Dass in den Bergen durchaus Inneres zutage gefördert und auch „große Gedanken“ geboren werden – wie dies etwa Friedrich Nietzsche gerne betonte -, brauche nicht zu einer Überhöhung des Bergsteigens zu führen, meint die in Stuttgart lebende Herausgeberin. Nicht jede herausfordernde Bergtour, nicht jede Bergwanderung müsse eine über die schlichte Freude an der Natur und der Bewegung hinausgreifende Bedeutung haben. Berge und Literatur passten zwar gut zusammen, könnten aber auch ganz gut ohne einander existieren.
„…keinen Kummer, den man nicht hinweggehen kann.”
Die Wahrnehmung der Berge wurde und wird bis heute literarisch geprägt. Den als gefährlich und unzugänglich geltenden Bergen näherten sich die Menschen zunächst zaghaft an und stießen nach und nach weiter vor, bis sie schließlich die ersten Gipfel erklommen. Geistig erschlossen wurden die Berge mit den ersten Berichten solcher Besteigungen.

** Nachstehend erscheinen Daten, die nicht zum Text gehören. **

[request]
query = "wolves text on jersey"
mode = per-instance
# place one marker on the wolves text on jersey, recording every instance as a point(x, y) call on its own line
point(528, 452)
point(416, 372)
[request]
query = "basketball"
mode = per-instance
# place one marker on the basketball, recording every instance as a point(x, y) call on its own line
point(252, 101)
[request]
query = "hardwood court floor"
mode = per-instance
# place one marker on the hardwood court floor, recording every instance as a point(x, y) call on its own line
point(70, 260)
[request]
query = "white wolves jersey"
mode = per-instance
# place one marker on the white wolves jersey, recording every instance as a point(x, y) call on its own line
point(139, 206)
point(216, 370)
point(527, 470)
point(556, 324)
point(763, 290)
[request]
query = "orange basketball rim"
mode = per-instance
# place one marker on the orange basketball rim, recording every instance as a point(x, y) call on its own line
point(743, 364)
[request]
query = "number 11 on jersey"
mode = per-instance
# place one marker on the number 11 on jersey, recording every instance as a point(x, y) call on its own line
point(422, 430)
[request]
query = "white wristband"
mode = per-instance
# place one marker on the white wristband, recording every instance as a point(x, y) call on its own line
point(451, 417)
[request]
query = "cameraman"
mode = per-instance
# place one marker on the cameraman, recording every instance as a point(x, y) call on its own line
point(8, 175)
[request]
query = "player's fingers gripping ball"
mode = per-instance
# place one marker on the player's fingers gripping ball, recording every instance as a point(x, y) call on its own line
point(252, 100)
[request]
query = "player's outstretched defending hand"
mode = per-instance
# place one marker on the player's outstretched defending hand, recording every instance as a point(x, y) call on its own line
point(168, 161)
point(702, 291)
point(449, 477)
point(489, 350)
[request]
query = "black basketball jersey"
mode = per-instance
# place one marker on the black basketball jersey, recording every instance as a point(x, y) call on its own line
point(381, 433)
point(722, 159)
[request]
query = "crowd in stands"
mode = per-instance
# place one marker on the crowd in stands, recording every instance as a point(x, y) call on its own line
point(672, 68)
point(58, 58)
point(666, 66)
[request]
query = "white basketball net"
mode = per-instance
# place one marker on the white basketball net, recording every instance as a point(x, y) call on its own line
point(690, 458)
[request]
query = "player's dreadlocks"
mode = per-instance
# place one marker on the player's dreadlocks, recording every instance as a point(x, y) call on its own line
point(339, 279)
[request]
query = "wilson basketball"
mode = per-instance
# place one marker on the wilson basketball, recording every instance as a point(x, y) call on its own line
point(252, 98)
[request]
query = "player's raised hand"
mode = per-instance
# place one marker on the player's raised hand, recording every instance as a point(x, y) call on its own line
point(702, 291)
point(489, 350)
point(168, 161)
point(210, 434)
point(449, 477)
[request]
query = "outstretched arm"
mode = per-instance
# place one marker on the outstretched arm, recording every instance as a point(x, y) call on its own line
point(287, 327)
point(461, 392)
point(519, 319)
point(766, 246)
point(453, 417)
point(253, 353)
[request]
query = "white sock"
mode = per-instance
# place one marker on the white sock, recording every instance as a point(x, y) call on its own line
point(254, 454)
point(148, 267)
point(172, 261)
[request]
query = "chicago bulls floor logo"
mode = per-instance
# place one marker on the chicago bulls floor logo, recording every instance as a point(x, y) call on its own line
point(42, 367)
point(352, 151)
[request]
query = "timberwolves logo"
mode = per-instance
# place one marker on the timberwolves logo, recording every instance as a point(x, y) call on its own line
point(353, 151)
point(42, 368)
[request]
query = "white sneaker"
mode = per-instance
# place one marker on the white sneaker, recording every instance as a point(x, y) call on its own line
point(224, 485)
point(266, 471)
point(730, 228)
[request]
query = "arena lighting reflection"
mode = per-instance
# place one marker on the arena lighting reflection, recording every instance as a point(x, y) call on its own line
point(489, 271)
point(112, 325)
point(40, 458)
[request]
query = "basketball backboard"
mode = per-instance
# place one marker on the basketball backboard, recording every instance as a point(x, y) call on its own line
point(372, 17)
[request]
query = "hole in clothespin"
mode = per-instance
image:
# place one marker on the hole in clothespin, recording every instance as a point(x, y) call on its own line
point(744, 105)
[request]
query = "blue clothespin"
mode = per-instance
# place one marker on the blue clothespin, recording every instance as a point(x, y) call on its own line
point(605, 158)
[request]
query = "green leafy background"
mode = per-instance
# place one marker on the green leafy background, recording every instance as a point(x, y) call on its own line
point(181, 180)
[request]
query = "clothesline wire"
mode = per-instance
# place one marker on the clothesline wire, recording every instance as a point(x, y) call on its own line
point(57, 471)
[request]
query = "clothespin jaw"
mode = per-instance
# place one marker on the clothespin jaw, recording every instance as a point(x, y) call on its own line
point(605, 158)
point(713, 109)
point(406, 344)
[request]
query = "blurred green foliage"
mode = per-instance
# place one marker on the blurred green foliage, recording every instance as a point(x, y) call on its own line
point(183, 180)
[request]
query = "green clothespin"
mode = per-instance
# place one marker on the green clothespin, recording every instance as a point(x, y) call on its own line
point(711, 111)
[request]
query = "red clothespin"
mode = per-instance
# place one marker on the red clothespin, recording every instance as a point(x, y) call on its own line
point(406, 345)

Die Schilderungen etwa eines Francesco Petrarca von der Besteigung des Mont Ventoux im Jahr 1336 prägten kulturgeschichtlich die Wahrnehmung der Berge und legten den Grundstein für das Bergsteigen und die alpine Literatur wie wir sie heute kennen – bis hin zum modernen Alpinismus und der boomenden Bergsteigerliteratur mit all ihren Auswüchsen.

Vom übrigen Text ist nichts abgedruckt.